AUTHOR CONTRIBUTIONS
Conceptualization; data curation; methodology; formal analysis; supervision; writing—writing—review and editing: Borris Rosnay Galani Tietcheu. Investigation, methodology; formal analysis; writing—original draft: Lise Paule Djamko Toko. Methodology; formal analysis; writing—review: Ilyassa Dieudonné Tembar, Pascal Dieudonne Chuisseu Djamen, and Nicolas Njintang Yanou.
CONFLICT OF INTEREST STATEMENT
The authors have no conflicts of interest to report concerning this paper.
ETHICS STATEMENT
A research permit (N°608/AR/RA/DSP/BFP/NGE dated July 18, 2022) was granted by Adamaoua's Regional Delegation for Public Health and the Ethics Committee of the Ngaoundere Regional Hospital.
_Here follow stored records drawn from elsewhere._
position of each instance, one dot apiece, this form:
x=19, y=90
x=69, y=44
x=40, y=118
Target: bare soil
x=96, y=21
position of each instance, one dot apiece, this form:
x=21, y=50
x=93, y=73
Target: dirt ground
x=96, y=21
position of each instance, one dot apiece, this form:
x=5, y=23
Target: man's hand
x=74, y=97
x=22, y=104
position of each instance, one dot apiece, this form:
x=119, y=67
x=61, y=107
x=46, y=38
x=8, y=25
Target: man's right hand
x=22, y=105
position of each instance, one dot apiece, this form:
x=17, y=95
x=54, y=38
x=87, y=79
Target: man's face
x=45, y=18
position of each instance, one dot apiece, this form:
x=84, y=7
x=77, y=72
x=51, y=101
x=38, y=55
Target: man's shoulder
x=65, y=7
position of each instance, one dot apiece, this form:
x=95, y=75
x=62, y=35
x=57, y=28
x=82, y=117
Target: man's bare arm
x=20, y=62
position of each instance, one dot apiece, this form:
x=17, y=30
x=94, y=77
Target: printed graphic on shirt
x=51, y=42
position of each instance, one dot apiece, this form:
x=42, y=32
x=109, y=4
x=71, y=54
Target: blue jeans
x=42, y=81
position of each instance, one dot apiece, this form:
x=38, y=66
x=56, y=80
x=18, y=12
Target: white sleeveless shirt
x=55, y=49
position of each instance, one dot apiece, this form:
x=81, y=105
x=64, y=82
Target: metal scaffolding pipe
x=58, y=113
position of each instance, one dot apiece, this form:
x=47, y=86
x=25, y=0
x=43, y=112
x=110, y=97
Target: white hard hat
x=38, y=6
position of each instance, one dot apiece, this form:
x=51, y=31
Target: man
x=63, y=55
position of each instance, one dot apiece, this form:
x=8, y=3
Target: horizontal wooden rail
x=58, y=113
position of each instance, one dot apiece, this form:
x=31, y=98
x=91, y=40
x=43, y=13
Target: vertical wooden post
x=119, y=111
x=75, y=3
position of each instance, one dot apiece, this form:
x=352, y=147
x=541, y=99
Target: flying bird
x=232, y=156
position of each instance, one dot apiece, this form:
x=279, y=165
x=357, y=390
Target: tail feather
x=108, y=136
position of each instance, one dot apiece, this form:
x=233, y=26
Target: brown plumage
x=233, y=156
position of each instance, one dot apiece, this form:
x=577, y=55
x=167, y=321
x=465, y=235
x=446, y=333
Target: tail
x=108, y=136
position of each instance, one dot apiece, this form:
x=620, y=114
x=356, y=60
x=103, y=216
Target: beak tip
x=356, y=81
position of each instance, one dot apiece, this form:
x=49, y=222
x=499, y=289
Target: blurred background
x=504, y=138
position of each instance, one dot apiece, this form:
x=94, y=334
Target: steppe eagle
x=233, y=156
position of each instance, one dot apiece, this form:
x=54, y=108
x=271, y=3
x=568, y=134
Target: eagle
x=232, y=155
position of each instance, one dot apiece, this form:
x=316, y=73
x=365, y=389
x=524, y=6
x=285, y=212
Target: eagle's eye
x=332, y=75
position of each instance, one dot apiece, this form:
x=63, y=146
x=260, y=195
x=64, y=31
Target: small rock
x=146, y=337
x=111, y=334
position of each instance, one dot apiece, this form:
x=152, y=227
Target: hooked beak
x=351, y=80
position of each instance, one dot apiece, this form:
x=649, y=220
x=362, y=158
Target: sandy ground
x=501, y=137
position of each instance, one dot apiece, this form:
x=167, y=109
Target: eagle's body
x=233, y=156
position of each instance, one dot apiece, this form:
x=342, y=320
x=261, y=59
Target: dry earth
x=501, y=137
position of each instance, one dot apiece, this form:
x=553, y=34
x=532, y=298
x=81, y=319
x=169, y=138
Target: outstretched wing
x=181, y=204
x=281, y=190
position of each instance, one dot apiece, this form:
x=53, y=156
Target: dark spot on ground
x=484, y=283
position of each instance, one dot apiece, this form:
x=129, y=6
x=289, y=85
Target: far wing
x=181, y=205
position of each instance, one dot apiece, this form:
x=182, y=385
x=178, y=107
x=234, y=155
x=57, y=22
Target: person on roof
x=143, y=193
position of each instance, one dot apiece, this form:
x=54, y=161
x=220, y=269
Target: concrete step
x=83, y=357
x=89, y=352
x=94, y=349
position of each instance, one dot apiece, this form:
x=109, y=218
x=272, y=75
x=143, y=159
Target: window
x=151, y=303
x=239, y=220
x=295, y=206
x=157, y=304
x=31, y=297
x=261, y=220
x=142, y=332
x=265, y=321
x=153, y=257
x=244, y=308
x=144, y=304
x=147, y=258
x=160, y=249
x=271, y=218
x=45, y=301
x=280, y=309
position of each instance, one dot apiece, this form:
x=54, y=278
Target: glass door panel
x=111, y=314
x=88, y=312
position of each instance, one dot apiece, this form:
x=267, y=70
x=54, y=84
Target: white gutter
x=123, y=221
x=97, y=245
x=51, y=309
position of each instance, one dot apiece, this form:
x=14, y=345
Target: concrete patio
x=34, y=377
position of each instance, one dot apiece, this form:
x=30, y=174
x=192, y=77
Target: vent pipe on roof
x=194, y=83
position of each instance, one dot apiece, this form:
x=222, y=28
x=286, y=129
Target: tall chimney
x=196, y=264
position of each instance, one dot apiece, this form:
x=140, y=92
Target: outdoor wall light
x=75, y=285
Before taking part in the study, all participants were given a thorough explanation of the objectives, benefits, and risks in French and/or Fulfulde languages. All participants read and signed a written informed consent form. The procedures were carried out in line with the standards of the committee in charge of human experimentation (institutional or regional) as well as the World Medical Association's Helsinki Declaration (1964, most recently amended in 2008).